What we will learn
- Data Science Primer
The source of this summary The first link
Data Science Primer

Bird’s Eye View
Machine learning
Machine learning is the study of computer algorithms that can improve automatically through experience and by the use of data. It is seen as a part of artificial intelligence.But Machine learning is a comprehensive approach to solving problems. individual algorithms are only one piece of machine learning
Key Terminology
-
Model - a set of patterns learned from data.
-
Algorithm - a specific ML process used to train a model.
-
Training data - the dataset from which the algorithm learns the model.
-
Test data - a new dataset for reliably evaluating model performance.
-
Features - Variables (columns) in the dataset used to train the model.
-
Target variable - A specific variable you’re trying to predict.
-
Observations - Data points (rows) in the dataset.
Exploratory Analysis
Which is just fancy-talk for “getting to know” your data.Doing so upfront will make the rest of the project much smoother,exploratory analysis for machine learning should be quick, efficient, and decisive, not long and drawn out
-
You’ll gain valuable hints for Data Cleaning (which can make or break your models).
-
You’ll think of ideas for Feature Engineering (which can take your models from good to great).
-
You’ll get a “feel” for the dataset, which will help you communicate results and deliver greater impact
Plot Numerical Distributions
At this point, you should start making notes about potential fixes you’d like to make.
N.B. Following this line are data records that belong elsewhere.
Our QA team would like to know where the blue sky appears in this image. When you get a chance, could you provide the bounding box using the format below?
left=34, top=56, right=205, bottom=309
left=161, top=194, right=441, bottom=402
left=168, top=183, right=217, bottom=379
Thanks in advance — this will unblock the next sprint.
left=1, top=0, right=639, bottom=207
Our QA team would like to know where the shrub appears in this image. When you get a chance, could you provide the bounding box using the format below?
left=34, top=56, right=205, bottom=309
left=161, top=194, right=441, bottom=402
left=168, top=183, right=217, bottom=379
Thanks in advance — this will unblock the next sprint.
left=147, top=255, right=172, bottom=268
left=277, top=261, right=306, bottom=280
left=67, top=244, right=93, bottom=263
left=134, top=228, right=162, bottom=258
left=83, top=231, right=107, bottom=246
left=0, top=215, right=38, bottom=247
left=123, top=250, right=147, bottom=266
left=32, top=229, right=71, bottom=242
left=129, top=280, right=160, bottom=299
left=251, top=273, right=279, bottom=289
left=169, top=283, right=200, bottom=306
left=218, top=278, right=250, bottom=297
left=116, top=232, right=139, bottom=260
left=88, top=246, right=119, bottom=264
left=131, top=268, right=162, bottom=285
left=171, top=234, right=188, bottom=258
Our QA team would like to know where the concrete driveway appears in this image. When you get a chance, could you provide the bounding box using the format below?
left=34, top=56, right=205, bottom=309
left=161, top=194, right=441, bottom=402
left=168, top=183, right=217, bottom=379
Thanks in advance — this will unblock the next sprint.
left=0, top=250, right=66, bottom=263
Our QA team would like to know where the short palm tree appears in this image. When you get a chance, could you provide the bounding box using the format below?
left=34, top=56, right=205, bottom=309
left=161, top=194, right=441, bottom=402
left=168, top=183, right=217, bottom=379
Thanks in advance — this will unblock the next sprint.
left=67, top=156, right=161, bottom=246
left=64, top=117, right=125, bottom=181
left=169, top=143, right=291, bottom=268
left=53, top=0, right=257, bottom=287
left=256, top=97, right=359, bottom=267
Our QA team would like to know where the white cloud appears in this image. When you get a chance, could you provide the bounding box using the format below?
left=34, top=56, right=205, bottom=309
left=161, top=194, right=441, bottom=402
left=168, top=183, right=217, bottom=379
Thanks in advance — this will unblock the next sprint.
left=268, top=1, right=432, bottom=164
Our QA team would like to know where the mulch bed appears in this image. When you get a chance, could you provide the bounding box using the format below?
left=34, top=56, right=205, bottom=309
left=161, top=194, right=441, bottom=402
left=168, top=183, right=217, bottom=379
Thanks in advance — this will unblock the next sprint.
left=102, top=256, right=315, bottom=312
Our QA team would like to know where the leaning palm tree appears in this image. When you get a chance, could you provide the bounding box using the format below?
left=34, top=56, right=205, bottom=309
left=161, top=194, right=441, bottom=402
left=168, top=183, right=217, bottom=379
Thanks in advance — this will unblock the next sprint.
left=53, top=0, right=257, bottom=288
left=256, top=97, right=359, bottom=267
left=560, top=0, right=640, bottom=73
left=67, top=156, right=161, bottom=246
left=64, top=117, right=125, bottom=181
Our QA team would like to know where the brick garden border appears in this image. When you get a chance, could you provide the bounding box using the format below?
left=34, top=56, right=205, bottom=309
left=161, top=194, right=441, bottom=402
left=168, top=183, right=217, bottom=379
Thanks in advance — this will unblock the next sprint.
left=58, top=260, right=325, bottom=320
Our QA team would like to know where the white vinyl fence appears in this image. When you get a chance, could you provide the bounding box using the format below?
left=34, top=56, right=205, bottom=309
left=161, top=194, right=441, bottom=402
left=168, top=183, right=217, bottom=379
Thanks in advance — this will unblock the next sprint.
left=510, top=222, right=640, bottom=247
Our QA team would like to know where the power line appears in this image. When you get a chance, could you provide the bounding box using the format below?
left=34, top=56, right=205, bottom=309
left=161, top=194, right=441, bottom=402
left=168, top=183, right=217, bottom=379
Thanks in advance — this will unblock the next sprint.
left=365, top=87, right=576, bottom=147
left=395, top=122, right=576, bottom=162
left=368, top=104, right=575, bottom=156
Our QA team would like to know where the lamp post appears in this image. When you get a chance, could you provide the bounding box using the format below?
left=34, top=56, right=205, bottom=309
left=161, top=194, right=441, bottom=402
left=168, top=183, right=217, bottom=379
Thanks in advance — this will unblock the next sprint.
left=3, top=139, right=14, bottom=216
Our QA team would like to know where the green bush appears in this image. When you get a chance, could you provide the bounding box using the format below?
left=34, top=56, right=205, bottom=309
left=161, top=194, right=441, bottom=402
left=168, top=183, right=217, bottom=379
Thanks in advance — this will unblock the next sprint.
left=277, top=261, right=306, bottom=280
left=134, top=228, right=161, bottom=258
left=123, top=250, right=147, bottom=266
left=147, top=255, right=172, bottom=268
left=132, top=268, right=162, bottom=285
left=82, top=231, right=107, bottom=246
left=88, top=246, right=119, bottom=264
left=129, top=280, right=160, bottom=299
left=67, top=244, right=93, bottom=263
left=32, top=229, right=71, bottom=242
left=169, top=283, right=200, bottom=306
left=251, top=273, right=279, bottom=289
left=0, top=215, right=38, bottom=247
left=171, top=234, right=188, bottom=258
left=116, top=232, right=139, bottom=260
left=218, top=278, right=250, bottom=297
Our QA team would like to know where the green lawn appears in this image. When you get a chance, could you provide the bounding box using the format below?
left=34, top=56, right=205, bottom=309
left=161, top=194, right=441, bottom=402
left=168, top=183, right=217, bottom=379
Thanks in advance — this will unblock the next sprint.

If something looks out of place, such as a potential outlier in one of your features, now’s a good time to ask the client/key stakeholder, or to dig a bit deeper.
Data Cleaning
If you have a clean dataset, even simple algorithms can learn impressive insights from it. proper data cleaning can make or break your project. Professional data scientists usually spend a very large portion of their time on this step.
Handle Missing Data you cannot simply ignore missing values in your dataset.
the 2 most commonly recommended ways of dealing with missing data
- Dropping observations that have missing values
- Imputing the missing values based on other observations
Feature Engineering
Feature engineering is about creating new input features from your existing ones.You can isolate and highlight key information, which helps your algorithms “focus” on what’s important.You can bring in your own domain expertise.nce you understand the “vocabulary” of feature engineering, you can bring in other people’s domain expertise
Algorithm Selection
In applied machine learning, individual algorithms should be swapped in and out depending on which performs best for the problem and the dataset. Therefore, we will focus on intuition and practical benefits over math and theory
Regularization in Machine Learning
Regularization is a technique used to prevent overfitting by artificially penalizing model coefficients.It can discourage large coefficients (by dampening them).It can also remove features entirely (by setting their coefficients to 0), The “strength” of the penalty is tunable.
Model Training
Split Dataset
If you evaluate your model on the same data you used to train it, your model could be very overfit and you wouldn’t even know! A model should be judged on its ability to predict new, unseen data.